News report discussing America's growing crypto donations.
Fonte da imagem: USNews

No centro está o Fairshake, o principal supercomitê de ação política (super PAC) do setor, que entrou no ciclo com um fundo de campanha de US$ 193 milhões e já gastou mais de US$ 82 milhões. Seus maiores financiadores são a corretora Coinbase, que contribuiu com US$ 56 milhões; a empresa de pagamentos Ripple, com US$ 48 milhões; e a empresa de capital de risco Andreessen Horowitz (a16z), com US$ 24 milhões.

Para onde vai o dinheiro

A Fairshake gasta apenas em publicidade externa que não é formalmente coordenada com os candidatos, e seus anúncios raramente mencionam criptomoedas. Em vez disso, o grupo tem como alvo disputas específicas para a Câmara e o Senado, recompensando legisladores considerados favoráveis à legislação sobre ativos digitais e ameaçando os oponentes com anúncios de ataque bem financiados.

Outros veículos contribuem para o total, com a MAGA Inc. — um super PAC amplamente apoiado por uma afiliada da corretora Crypto.com — tendo gasto mais de US$ 56 milhões neste ciclo. Quando somados aos gastos dos setores de inteligência artificial (IA), tecnologia e jogos de azar online, o grupo mais amplo direcionou cerca de US$ 294 milhões para as disputas eleitorais de 2026.

O modelo da Fairshake se baseia em uma mensagem simples aos legisladores: aqueles que apoiam uma legislação favorável podem contar com apoio à campanha, enquanto os que se opõem a ela podem enfrentar milhões de dólares em anúncios de oposição.

Uma aposta no retorno regulatório

Esse aumento ocorre após um ano em que Washington avançou em várias das prioridades há muito almejadas pelo setor, desde a legislação sobre a estrutura de mercado até uma postura mais favorável por parte dos reguladores federais.

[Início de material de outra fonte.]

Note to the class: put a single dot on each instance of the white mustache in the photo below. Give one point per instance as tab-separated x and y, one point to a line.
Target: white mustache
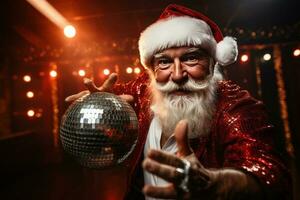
191	85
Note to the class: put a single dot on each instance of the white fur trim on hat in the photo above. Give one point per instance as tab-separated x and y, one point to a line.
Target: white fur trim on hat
184	31
226	51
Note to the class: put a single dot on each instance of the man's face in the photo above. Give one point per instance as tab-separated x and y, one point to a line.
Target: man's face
181	64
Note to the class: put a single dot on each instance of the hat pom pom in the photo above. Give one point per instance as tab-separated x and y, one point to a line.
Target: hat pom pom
226	51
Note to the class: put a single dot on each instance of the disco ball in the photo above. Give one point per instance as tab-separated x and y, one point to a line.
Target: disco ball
99	130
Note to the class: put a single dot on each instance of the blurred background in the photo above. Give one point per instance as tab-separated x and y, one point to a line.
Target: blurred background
46	48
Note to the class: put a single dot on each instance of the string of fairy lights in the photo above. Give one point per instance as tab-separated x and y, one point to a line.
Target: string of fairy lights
92	52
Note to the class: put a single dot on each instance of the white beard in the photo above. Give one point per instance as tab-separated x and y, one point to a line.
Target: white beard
197	107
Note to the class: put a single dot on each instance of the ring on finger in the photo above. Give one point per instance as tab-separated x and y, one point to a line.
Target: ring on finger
185	172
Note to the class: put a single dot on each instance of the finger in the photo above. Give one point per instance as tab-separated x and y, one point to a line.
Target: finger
166	172
181	136
77	96
165	158
127	98
109	82
166	192
90	85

Críticos, incluindo a Public Citizen e defensores da reforma do financiamento de campanhas, alertam que a concentração de dinheiro corre o risco de abafar outras vozes e, na prática, comprar regras favoráveis.

Parte desses gastos já gerou polêmica nas primárias democratas, onde anúncios financiados pelo setor de criptomoedas foram acusados de ocultar suas origens no setor. Nesse sentido, os defensores argumentam que o setor está simplesmente se defendendo após anos do que chamou de hostilidade regulatória e observam que seus candidatos abrangem ambos os partidos. Mesmo assim, o fundo de campanha tem se inclinado cada vez mais para o Partido Republicano à medida que novembro se aproxima.

A quatro meses das eleições intermediárias de novembro, a Fairshake e seus comitês aliados contam com centenas de milhões de dólares em fundos não gastos, uma reserva que poderia redefinir as disputas acirradas pela Câmara e pelo Senado e, com elas, o equilíbrio de poder sobre o futuro regulatório das criptomoedas.

Este artigo foi traduzido do inglês usando IA. A versão original em inglês é a fonte autorizada; traduções automáticas podem conter imprecisões, especialmente em terminologia jurídica e regulatória.